C.B. London Gazette 13 June 1946.
C.B.E. London Gazette 8 June 1944.
Thomas Fawdry was born in April 1891, the eldest son of A. Fawdry of Maidenhead, and was educated at Abingdon. Enlisting in the Oxfordshire and Buckinghamshire Light Infantry in July 1909, he purchased his discharge in July 1913 in order to join the newly established Royal Flying Corps, and served out in France as a Corporal, attached to H.Q., R.F.C. from 18 August 1914. Later that year, on 17 December, he was commissioned as a 2nd Lieutenant in the Loyal North Lancashire Regiment, and it would appear he remained employed in that capacity until being appointed a Staff Captain in the Middle East on the strength of the Royal Air Force in April 1918. He was awarded the M.B.E. (London Gazette 3 June 1919 refers).

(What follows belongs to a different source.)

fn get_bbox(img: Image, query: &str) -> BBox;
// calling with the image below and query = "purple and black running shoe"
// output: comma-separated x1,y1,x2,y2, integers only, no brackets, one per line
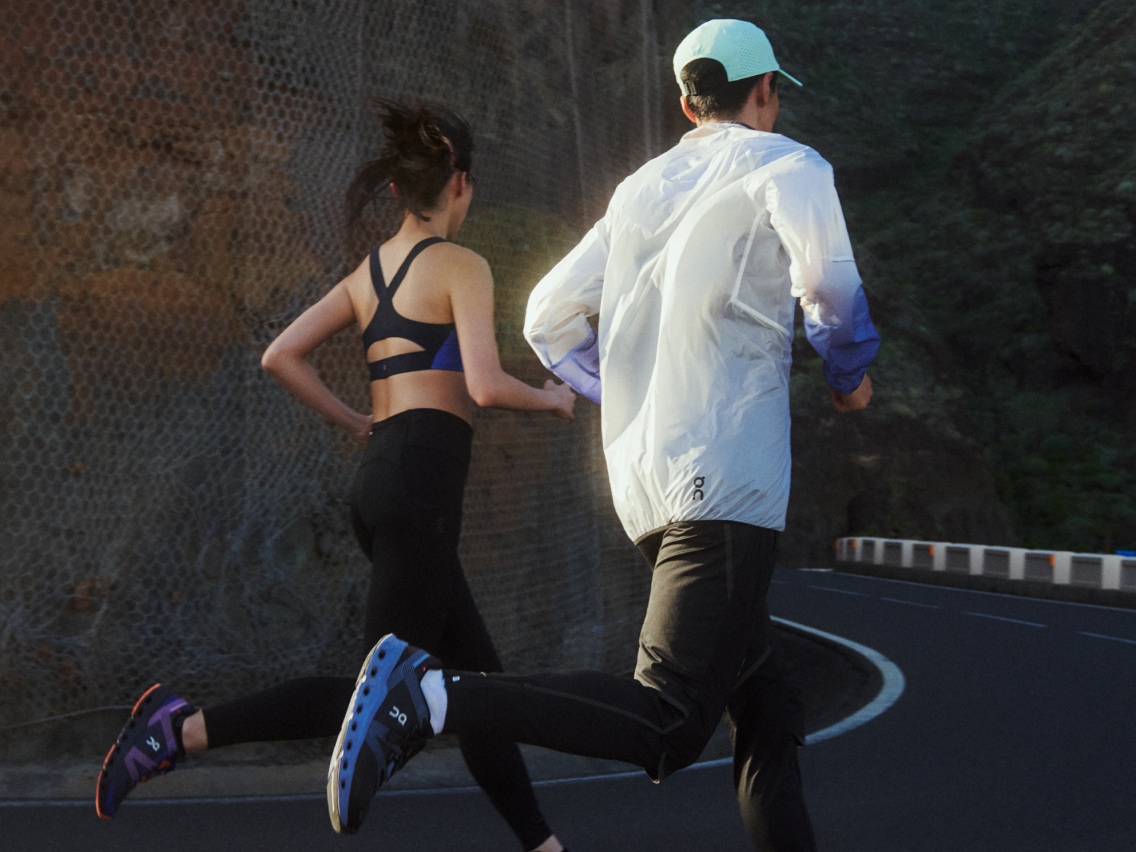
95,683,196,819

Between the Wars, Fawdry held a succession of appointments in the Stores and Equipment Branches of the Royal Air Force, including stints of service on the Staff in Iraq 1926-28 and in the Middle East 1933-36 (O.B.E.), and by the renewal of hostilities he was serving as a recently promoted Group Captain and C.O. of the R.A.F’s Maintenance Group. Advanced to Air Commodore in 1942, he transferred to the Staff of Bomber Command, and remained similarly employed until the end of the War, gaining a “mention” in addition to his C.B. and C.B.E.
Placed on the Retired List in June 1946, Fawdry settled at Upper Clatford, near Andover in Hampshire. He resided at Sackville Court Farmhouse, a few hundred yards from the All Saints Church where he was Treasurer and Churchwarden. Air Commodore Fawdry died at home, and was buried at All Saints, in July 1968.
Sold with a photographic image of recipient in uniform, and copied research.